Le respect de l’anonymat n’est pourtant pas la première raison avancée pour l’utilisation des autotests par les participants de l’étude Webtest menée en 2009. Plus de 9 000 hommes ayant des rapports sexuels avec des hommes (HSH) ont répondu au questionnaire en ligne associé en l’espace de six semaines. Les résultats, publiés en mars 2012 dans le journal Sexually Transmitted Infections, rapportent que c’est d’abord l’aspect pratique qui incite à se procurer un ADVIH. « Pour les populations qui se savent à risque, ça permet de faire un dépistage régulier tous les trois mois. Il suffit d’avoir commandé un test sur Internet et de l’avoir conservé dans son frigo après réception à domicile », argue Tim Greacen, corédacteur de la publication. Une solution infiniment plus simple, donc, que de se rendre dans un centre de dépistage pas toujours accessible,  en termes de localisation et d’horaires – ou qui exige du moins de s’organiser. C’est ensuite la rapidité du dispositif qui est appréciée, l’anonymat n’arrivant qu’en troisième position.

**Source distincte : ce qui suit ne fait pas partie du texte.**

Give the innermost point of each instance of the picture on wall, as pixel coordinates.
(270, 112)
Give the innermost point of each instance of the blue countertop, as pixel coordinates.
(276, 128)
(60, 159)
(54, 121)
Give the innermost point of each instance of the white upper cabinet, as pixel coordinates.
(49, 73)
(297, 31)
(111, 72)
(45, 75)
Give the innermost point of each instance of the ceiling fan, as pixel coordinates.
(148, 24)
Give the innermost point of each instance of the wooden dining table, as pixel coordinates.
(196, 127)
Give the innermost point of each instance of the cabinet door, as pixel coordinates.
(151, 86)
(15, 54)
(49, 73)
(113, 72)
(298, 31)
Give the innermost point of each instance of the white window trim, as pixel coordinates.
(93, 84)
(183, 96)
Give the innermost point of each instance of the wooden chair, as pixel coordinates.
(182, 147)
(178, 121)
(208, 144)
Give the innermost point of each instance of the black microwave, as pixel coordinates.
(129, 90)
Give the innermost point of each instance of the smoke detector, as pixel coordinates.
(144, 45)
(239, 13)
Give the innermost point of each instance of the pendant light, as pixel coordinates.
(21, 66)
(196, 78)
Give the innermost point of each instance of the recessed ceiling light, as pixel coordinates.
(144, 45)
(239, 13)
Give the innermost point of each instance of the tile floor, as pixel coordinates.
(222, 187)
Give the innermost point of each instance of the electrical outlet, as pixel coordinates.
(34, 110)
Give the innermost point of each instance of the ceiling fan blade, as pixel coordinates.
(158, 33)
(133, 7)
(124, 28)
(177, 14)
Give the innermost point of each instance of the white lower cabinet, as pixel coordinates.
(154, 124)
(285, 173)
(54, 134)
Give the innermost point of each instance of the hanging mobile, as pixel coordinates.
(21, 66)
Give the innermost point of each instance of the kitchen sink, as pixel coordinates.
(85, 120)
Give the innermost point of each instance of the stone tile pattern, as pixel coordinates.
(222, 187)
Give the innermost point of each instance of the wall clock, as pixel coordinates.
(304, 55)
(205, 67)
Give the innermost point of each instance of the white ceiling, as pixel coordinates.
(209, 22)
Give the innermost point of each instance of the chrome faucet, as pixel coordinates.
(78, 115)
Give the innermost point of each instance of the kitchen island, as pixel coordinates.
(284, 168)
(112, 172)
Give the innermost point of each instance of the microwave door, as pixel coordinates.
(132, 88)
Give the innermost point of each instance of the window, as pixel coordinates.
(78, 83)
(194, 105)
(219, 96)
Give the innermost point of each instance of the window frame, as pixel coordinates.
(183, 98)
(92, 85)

« Il reste le problème de l’accès aux soins pour les personnes qui apprennent leur séropositivité par ces tests », ajoute Tim Greacen. Rien ne garantit qu’après lecture d’un résultat positif sur un autotest, elles chercheront confirmation par une analyse de sang, ni qu’elles se rendront chez un médecin. Par contre, « ce qui est positif, c’est que d’après plusieurs études, elles feraient ensuite plus attention, pour éviter de transmettre le virus à leurs partenaires ». La mise sur le marché des autotests pourrait ainsi devenir un outil de limitation de la transmission du VIH.